Polar donc. Polar historique surtout puisqu'il se situe en janvier 1898, à un moment charnière de la IIIème République, en pleine affaire Dreyfus. le 10 janvier le commandant Esterhazy, le « vrai » traître, comparaît devant un tribunal militaire. le conseil de guerre prononce à l'unanimité son acquittement.  Le 13, retentit le célèbre J'accuse de Zola, un électrochoc qui secoue la République au point de la faire sombrer dans une quasi guerre civile. le nationalisme se déchaîne, l'antisémitisme se décomplexe et sévit dans toutes les sphères de la société, y compris dans les rangs de la police.

Le risque avec les polars historiques, c'est souvent de plaquer une reconstitution ripolinée et lourdaude. Gwenaël Bulteau est lui parvenu à reconstituer le Lyon de
la Belle époque sans clichés et avec qualité. Dans La République des faibles, les belles moustaches sont pleines de boue et de sueur. le récit colle au plancher, au plus près des personnages, bourgeois, prolo ou flics. L'écriture, précise et très visuelle lorsqu'il s'agit de décrire les avancées de l'enquête, se fait crue pour dénoncer l'injustice des inégalités sociales. Peut-être aurai-je apprécié que l'arrière-plan socio-politique soit encore plus utilisé pour encore plus l'ancrer dans cette passionnante période.

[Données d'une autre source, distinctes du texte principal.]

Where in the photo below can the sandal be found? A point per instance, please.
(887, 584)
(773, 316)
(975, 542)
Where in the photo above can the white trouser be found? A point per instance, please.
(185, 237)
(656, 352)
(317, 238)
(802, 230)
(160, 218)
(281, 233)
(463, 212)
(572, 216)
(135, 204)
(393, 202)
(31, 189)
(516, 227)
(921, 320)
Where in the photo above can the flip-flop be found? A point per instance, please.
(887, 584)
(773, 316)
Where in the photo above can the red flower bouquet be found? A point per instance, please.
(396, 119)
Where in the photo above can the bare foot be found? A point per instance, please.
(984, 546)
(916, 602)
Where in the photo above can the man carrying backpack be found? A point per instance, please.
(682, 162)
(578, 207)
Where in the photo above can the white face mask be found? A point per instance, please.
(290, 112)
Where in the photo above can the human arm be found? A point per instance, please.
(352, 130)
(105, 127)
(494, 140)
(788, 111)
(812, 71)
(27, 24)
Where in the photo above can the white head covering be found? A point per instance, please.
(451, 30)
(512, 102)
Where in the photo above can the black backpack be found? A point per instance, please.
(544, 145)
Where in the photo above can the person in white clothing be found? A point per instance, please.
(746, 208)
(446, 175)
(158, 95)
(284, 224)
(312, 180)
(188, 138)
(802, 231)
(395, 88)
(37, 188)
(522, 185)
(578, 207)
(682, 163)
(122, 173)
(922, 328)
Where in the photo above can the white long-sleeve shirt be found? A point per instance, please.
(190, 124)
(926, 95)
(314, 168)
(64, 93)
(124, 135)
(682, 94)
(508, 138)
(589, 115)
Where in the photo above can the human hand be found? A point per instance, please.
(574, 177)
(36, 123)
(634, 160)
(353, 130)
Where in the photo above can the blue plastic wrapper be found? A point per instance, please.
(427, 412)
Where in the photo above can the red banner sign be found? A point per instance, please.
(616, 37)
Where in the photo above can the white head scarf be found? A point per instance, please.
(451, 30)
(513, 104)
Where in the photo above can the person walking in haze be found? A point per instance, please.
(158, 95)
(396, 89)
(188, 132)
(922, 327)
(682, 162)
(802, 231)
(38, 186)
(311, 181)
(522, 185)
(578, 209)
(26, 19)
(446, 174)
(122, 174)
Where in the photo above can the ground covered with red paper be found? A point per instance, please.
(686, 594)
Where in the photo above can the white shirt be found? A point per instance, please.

Ce que décrit le roman est terrible : enfance martyrisée, femmes maltraités, ouvriers rabaissés. le titre résonne de façon presque ironique tant la IIIème République, qui a pourtant érigée fin XIXème siècle de le concept de « République des faibles » censé protéger les invisibilisés, s'est dévoyée : les faibles boivent en fait le calice jusqu'à la lie, les autorités cherchant avant tout à préserver l'ordre établi de la société bourgeoise et à arrêter les agitateurs socialistes. Les faibles ne peuvent compter que sur quelques individualités prêtes à se dresser pour que la machine judiciaire se mette en branle pour le meurtre d'un enfant, ce qui n'était pas le cas à cette époque lorsque l'enfant était de basse extraction sociale. Ses accents naturalistes à la Zola sont vraiment pertinents.

Un premier roman très prometteur, sur les traces d'un Hervé le Corre, la référence absolue en matière de polar historique à vocation sociale.